To perpetuate the fraud further, in 2014, Lin and Jordanov used the stolen data to copy Genentech's standard operating procedures, or SOPs. In some instances, the indictment alleges that JHL had some of its employees simply cut out Genentech's logo from documents and have their own pasted on. This not only saved the company money but made its business look more legitimate.

In one instance, another Genentech employee, James Quach - acting as an agent for JHL - used Xanthe Lam's credentials to download files to a personal hard drive. In another, he went to Xanthe's home in South San Francisco and reportedly used Xanthe's credentials to download the company’s proprietary manufacturing protocols onto a USB drive. Quach was named in the 2018 indictment along with both Lams and John Chan, an individual who also conspired to steal the company’s trade secrets

According to the court filing, files flowed freely in both directions. In addition to a personal hard drive and USB device, Xanthe, on several instances also used her personal Gmail account to download JHL files to her Genentech laptop. She also emailed her husband technical Genentech files, claiming they were for Chan, who was working at JHL at the time.

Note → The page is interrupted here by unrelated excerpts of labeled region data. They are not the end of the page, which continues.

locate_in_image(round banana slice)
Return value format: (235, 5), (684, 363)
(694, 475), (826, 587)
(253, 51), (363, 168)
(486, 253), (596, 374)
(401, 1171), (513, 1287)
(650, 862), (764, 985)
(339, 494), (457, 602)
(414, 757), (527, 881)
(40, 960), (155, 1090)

Lin and Jordanov profited from their lies in 2016, according to the DOJ, after JHL entered a partnership with Sanofi, the French healthcare biotech firm. Under an agreement, JHL would manufacture and distribute biosimilars – essentially medicine or drugs that are similar to another already on the market – in China. To fulfill the transaction, Sanofi paid JHL $101 million - but this was done under false pretenses. Jordanov made no mention of the pilfered Genentech data or the fact that much of his company’s success at this point was attributable to misappropriated intellectual property.

While not mentioned in the DOJ press release, the indictment claims some of the data stolen relates to biosimilars of Genentech’s drugs, including Rituxan, Pulmozyme, Herceptin, and Avastin.

Genentech and JHL entered into a Memorandum of Understanding back in 2019, a year after Xanthe Lam and Allen Lam were indicted, that ordered JHL to not disclose or share any confidential information belonging to Genentech and halt development of any medicine associated with the company.

It’s worth noting that JHL Biotech technically no longer exists. The company is now two entities, Eden Biologics, Inc. and Chime Biologics (Wuhan) Co. Ltd; the company restructured in 2020.

According to the DOJ, both companies entered into a Non-Prosecution Agreement - essentially a tool the DOJ uses that doesn't result in any charges being filed against the company and doesn’t require the company to admit liability - with the U.S. Attorney’s Office.

In addition to trade secret theft charges, because of the fraud, Lin and Jordanov are also facing wire fraud and international money laundering charges as well. Both plead not guilty to all charges this week and are slated to appear before a judge in August.